Lemon Shrub Cake I Gluten Free
[ L E M O N ] Shrub cake … GF with olive oil.
I am no baker however this is so easy, even I can bake it. Wholesome, moist & delicious … especially warm out of the oven.
1 cup extra-virgin olive oil plus more for pan
3 large eggs 1 cup sugar 1 cup plain yogurt
2 tsp vanilla extract
Zest & juice of 2 large lemons, plus more zest for serving, optional
2 cups GF plain flour
1 tsp salt 1 tsp bicarb soda
2 tBsp lemon ginger shrub syrup [ACV]
Preheat oven to 180° C Place baking paper at bottom of ~ 20cm (D) spring-form tin
Oil the sides with Olive oil
Add to a mixing-bowl eggs, vanilla essence, olive oil, lemon rind, bicarb & lemon switchel and whisk well
Mix in lemon juice, yoghurt and sugar on low for ~ 30 sec
Add salt & GF plain flour, mix for another 30 - 45 sec
Bake on 180° C for ~ 50 minutes until top is a lovely golden brown Place on a wire rack to cool [still in tin]

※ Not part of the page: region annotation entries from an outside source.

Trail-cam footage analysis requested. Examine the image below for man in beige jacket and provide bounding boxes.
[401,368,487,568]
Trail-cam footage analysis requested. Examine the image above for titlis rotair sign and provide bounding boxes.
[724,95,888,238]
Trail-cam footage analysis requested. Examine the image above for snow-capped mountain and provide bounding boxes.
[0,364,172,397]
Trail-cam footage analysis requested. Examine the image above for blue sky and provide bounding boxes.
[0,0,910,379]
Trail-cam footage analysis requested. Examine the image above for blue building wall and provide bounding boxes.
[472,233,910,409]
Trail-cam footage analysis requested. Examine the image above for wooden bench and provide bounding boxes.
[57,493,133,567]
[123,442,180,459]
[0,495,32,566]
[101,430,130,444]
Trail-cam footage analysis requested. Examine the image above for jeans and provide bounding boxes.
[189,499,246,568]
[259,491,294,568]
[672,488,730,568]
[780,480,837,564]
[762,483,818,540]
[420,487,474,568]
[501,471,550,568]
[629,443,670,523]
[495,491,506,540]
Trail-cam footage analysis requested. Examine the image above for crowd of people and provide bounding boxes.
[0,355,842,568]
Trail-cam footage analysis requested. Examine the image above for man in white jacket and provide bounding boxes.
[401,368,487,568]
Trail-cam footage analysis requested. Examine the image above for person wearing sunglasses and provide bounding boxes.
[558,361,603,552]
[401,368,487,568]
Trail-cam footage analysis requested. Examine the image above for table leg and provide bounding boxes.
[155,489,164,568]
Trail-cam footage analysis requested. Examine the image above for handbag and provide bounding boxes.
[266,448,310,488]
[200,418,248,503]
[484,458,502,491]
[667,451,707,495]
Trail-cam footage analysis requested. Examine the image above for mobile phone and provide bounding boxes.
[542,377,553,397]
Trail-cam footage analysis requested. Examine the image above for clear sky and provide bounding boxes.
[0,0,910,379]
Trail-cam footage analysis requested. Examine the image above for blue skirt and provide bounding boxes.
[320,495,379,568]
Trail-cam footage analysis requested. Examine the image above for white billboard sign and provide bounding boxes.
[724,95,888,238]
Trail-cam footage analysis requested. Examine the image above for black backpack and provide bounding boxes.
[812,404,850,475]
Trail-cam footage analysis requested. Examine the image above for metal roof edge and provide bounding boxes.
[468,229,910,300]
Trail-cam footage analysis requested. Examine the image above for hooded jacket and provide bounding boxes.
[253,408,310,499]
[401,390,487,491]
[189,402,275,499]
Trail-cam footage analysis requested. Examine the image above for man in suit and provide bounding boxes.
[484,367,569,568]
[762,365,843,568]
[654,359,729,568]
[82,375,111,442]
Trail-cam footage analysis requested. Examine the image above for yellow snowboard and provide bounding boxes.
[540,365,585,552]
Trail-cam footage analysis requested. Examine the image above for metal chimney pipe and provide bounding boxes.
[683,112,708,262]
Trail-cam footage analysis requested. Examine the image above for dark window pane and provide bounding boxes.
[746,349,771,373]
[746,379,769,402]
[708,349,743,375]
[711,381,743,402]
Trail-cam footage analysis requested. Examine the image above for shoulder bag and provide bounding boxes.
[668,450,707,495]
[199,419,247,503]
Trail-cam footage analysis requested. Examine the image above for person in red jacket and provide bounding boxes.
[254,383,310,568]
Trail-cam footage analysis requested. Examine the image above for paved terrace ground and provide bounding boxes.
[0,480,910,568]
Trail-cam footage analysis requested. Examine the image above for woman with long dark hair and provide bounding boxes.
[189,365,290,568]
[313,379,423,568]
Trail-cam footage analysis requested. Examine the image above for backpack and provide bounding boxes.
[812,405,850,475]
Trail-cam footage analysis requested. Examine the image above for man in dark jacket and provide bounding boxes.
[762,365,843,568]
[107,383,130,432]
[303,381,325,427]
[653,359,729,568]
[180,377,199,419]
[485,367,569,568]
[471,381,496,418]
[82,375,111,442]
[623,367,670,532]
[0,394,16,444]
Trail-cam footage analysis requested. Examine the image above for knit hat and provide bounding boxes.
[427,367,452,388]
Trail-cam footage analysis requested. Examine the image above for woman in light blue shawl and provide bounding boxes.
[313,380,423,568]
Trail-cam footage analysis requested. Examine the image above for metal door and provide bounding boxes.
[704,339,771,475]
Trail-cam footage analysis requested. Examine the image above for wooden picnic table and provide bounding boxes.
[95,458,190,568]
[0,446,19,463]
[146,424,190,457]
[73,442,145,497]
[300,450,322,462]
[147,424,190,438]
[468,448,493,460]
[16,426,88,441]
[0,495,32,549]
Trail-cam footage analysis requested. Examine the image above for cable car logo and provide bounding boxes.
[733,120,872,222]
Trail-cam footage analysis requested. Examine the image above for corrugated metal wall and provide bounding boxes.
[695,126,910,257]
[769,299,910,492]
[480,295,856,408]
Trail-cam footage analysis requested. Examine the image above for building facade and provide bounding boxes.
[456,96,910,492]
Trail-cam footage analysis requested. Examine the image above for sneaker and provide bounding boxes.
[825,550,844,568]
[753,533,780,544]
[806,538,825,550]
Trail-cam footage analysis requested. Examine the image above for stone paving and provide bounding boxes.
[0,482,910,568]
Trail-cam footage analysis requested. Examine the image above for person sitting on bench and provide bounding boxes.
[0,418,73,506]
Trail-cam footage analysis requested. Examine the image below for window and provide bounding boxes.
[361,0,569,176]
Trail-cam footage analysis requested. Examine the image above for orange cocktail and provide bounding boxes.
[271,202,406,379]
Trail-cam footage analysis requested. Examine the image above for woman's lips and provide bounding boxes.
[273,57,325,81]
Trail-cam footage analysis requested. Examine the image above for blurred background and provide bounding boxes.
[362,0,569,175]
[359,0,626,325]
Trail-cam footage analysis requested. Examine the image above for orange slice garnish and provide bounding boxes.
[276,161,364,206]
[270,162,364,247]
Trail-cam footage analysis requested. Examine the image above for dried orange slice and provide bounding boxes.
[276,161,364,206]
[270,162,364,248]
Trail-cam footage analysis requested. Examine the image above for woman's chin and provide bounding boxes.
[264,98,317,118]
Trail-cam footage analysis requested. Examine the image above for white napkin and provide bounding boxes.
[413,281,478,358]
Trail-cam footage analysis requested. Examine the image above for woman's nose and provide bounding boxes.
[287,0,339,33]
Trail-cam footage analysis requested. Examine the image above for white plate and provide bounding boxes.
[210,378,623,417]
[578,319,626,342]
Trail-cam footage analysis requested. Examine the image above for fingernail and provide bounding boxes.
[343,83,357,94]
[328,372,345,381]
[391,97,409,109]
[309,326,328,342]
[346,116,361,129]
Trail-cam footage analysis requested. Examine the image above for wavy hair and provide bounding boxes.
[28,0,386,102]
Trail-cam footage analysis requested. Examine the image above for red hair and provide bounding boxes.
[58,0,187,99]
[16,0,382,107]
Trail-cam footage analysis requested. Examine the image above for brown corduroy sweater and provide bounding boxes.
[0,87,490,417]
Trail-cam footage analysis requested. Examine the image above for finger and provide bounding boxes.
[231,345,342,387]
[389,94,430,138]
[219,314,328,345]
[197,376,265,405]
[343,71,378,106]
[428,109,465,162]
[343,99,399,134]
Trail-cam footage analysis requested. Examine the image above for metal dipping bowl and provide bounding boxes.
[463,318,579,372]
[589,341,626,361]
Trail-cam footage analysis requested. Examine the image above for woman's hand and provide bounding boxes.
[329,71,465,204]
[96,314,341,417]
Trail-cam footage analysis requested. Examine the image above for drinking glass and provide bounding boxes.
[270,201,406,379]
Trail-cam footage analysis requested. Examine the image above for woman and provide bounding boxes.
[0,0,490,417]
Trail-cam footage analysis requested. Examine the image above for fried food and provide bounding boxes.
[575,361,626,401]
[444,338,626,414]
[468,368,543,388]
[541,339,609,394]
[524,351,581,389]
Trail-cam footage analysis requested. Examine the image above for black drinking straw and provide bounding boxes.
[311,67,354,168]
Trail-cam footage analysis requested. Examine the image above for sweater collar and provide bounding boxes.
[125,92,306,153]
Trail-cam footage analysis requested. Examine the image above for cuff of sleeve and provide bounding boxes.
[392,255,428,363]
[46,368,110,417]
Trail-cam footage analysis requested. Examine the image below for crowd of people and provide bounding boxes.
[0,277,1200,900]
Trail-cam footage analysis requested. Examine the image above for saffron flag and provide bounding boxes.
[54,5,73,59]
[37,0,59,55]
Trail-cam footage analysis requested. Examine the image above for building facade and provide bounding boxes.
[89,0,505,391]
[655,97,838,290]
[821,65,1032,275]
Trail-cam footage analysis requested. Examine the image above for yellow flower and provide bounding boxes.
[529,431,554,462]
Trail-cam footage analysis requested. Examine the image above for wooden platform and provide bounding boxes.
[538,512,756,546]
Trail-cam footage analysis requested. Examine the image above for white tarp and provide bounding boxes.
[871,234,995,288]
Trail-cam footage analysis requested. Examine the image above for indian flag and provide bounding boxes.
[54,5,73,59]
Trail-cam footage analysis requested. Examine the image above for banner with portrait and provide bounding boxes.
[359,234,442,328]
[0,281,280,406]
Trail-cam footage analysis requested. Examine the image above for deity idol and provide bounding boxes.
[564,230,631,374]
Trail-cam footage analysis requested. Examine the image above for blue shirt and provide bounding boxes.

After 5 minutes unlock and remove sides Flip between two cake racks to expose and remove tin base … be careful I nearly dropped it at this point and had to recruit the lovely Mrs Hilbilby for her cake flipping expertise
Flip back the right way up to cool for another 5 minutes
Dust with icing sugar and garnish with lemon zest Serve warm with a lovely cup of tea.
FTR - iPhone didn’t record me adding the lemon juice, but trust me it’s in there.